A Center Controller reported they issued a direct routing to a helicopter which placed it 100 ft. below the Minimum Enroute Altitude.
Synopsis
A Center Controller reported they issued a direct routing to a helicopter which placed it 100 ft. below the Minimum Enroute Altitude.
Narrative
I was working the midshift. Aircraft X was a medevac departed ZZZ area enroute to ZZZ1 (hospital helipad around ZZZ2). The aircraft picked up their IFR in the air requesting 3000 ft cruise altitude. I cleared the Aircraft X as filed direct ZZZ1 maintain 3;000 ft. I did not realize their route eventually put them through the small circled area that has an MEA of 3;100 ft.

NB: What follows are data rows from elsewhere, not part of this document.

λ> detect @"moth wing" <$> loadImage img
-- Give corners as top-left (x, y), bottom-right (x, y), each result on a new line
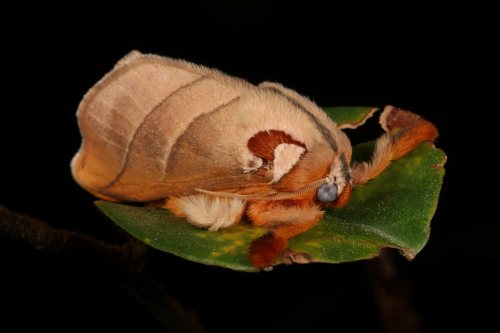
top-left (71, 51), bottom-right (251, 201)
top-left (246, 130), bottom-right (307, 183)
top-left (271, 143), bottom-right (306, 183)
top-left (258, 82), bottom-right (353, 161)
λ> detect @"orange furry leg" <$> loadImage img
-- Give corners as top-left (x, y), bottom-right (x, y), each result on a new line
top-left (165, 197), bottom-right (187, 217)
top-left (249, 233), bottom-right (287, 270)
top-left (352, 106), bottom-right (439, 186)
top-left (247, 201), bottom-right (323, 269)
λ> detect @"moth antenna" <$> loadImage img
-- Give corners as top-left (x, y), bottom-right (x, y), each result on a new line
top-left (195, 178), bottom-right (328, 201)
top-left (194, 189), bottom-right (266, 200)
top-left (260, 178), bottom-right (327, 201)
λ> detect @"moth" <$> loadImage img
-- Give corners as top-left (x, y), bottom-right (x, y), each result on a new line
top-left (72, 51), bottom-right (438, 270)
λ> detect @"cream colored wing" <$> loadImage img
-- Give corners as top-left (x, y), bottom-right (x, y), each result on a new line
top-left (72, 52), bottom-right (347, 202)
top-left (258, 82), bottom-right (353, 161)
top-left (71, 51), bottom-right (251, 201)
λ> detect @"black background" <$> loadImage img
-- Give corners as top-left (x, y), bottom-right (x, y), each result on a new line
top-left (0, 3), bottom-right (495, 332)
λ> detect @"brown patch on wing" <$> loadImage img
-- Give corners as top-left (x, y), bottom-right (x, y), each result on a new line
top-left (247, 130), bottom-right (306, 161)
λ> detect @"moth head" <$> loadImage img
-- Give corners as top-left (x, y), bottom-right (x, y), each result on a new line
top-left (316, 153), bottom-right (352, 207)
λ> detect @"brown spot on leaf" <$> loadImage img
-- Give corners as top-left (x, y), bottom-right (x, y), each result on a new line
top-left (281, 248), bottom-right (313, 265)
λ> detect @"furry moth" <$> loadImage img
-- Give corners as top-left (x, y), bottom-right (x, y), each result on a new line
top-left (71, 51), bottom-right (439, 270)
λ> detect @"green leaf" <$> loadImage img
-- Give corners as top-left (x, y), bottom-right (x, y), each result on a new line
top-left (323, 106), bottom-right (377, 128)
top-left (289, 142), bottom-right (445, 263)
top-left (96, 107), bottom-right (446, 272)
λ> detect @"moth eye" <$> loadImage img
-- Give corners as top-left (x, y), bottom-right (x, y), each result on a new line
top-left (317, 184), bottom-right (338, 203)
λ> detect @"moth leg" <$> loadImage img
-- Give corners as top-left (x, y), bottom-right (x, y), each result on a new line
top-left (352, 106), bottom-right (439, 186)
top-left (247, 204), bottom-right (323, 270)
top-left (165, 195), bottom-right (245, 231)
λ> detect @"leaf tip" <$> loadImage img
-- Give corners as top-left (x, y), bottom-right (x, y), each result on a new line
top-left (432, 147), bottom-right (448, 170)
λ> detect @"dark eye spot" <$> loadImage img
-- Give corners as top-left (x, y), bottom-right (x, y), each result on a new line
top-left (317, 184), bottom-right (338, 203)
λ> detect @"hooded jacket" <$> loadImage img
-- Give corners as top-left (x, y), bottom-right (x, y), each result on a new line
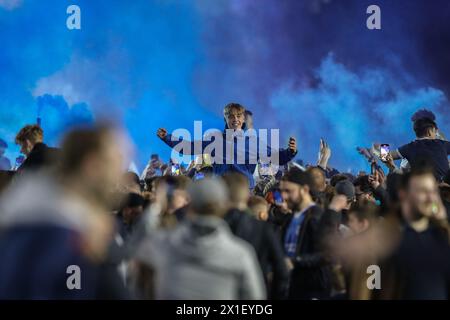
top-left (0, 173), bottom-right (127, 299)
top-left (136, 215), bottom-right (266, 299)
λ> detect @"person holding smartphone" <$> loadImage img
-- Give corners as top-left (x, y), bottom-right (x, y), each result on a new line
top-left (156, 103), bottom-right (297, 189)
top-left (386, 110), bottom-right (450, 182)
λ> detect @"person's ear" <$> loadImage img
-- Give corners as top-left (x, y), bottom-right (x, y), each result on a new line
top-left (361, 218), bottom-right (370, 231)
top-left (302, 185), bottom-right (310, 196)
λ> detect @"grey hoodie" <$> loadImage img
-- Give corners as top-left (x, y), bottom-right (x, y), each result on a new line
top-left (136, 215), bottom-right (266, 300)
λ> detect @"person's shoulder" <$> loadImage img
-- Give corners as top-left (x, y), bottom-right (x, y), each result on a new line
top-left (4, 224), bottom-right (84, 256)
top-left (220, 226), bottom-right (253, 254)
top-left (309, 204), bottom-right (324, 215)
top-left (434, 139), bottom-right (450, 146)
top-left (398, 141), bottom-right (416, 156)
top-left (222, 229), bottom-right (258, 258)
top-left (306, 205), bottom-right (324, 222)
top-left (399, 141), bottom-right (415, 149)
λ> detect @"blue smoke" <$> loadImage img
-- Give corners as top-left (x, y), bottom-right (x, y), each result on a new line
top-left (36, 94), bottom-right (94, 146)
top-left (270, 54), bottom-right (448, 172)
top-left (0, 0), bottom-right (449, 173)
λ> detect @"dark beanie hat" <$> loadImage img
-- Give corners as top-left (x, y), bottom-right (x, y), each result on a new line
top-left (335, 180), bottom-right (356, 200)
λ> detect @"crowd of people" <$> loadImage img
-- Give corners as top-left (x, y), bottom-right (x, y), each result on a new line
top-left (0, 103), bottom-right (449, 300)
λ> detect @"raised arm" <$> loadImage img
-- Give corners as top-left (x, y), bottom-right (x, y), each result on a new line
top-left (156, 128), bottom-right (206, 155)
top-left (261, 136), bottom-right (297, 166)
top-left (389, 149), bottom-right (402, 160)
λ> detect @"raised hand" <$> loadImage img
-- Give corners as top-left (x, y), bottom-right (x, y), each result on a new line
top-left (381, 153), bottom-right (396, 171)
top-left (156, 128), bottom-right (168, 139)
top-left (288, 137), bottom-right (297, 153)
top-left (318, 138), bottom-right (331, 168)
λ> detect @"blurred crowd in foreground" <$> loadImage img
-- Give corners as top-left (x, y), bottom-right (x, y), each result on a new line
top-left (0, 104), bottom-right (449, 300)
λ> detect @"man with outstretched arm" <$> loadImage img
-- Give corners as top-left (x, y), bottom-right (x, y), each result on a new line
top-left (156, 103), bottom-right (297, 188)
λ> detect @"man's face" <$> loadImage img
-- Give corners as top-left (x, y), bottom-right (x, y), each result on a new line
top-left (226, 109), bottom-right (245, 130)
top-left (280, 180), bottom-right (307, 212)
top-left (347, 212), bottom-right (369, 234)
top-left (406, 174), bottom-right (439, 219)
top-left (19, 139), bottom-right (34, 156)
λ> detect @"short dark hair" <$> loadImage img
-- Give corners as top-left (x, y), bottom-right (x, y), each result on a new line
top-left (413, 118), bottom-right (437, 138)
top-left (444, 170), bottom-right (450, 185)
top-left (120, 192), bottom-right (145, 210)
top-left (281, 167), bottom-right (313, 189)
top-left (330, 174), bottom-right (348, 187)
top-left (155, 175), bottom-right (190, 190)
top-left (401, 165), bottom-right (436, 190)
top-left (353, 175), bottom-right (373, 194)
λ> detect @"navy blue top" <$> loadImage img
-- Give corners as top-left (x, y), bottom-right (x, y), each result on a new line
top-left (398, 139), bottom-right (450, 181)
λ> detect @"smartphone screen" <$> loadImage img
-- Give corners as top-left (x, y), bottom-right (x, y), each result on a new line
top-left (380, 144), bottom-right (390, 161)
top-left (194, 172), bottom-right (205, 181)
top-left (273, 190), bottom-right (283, 205)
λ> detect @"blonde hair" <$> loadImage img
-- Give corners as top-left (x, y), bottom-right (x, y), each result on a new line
top-left (15, 124), bottom-right (43, 145)
top-left (223, 103), bottom-right (246, 117)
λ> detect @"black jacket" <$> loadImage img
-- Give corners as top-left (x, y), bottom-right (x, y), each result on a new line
top-left (17, 143), bottom-right (59, 173)
top-left (280, 205), bottom-right (341, 299)
top-left (224, 209), bottom-right (289, 299)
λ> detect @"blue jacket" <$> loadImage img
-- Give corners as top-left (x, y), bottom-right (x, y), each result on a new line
top-left (161, 129), bottom-right (297, 188)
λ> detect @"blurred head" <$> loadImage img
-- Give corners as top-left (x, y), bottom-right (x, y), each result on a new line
top-left (280, 168), bottom-right (313, 212)
top-left (58, 124), bottom-right (125, 207)
top-left (335, 180), bottom-right (356, 209)
top-left (187, 178), bottom-right (229, 217)
top-left (223, 103), bottom-right (246, 130)
top-left (330, 173), bottom-right (350, 187)
top-left (121, 171), bottom-right (142, 194)
top-left (386, 172), bottom-right (403, 204)
top-left (347, 201), bottom-right (379, 234)
top-left (400, 167), bottom-right (440, 221)
top-left (155, 175), bottom-right (191, 214)
top-left (120, 193), bottom-right (145, 225)
top-left (244, 110), bottom-right (254, 129)
top-left (222, 172), bottom-right (250, 210)
top-left (248, 195), bottom-right (269, 221)
top-left (15, 124), bottom-right (43, 156)
top-left (353, 175), bottom-right (375, 204)
top-left (307, 166), bottom-right (327, 193)
top-left (413, 118), bottom-right (438, 139)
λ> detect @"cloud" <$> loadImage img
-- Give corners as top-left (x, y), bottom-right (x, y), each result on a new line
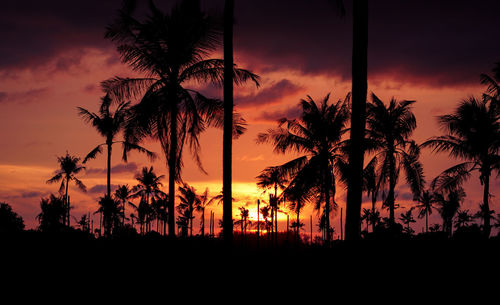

I only became aware after they had already entered this area that they were 100 feet low. The event occurred because I failed to consider that small area in that had an MEA at 3100 ft. But I should have checked that considering the aircraft was so low on IFR flight plan.I don't think there is any change necessary to prevent re-occurrence of this event. I'd just say that personally I should have had more awareness of the airspace and MEAs and checked if the aircraft was going to go through any areas with an MEA higher than 3;000 ft. Thankfully the aircraft was only 100 ft. low for a short time and there was no incident. However I will be extra careful to avoid this mistake in the future.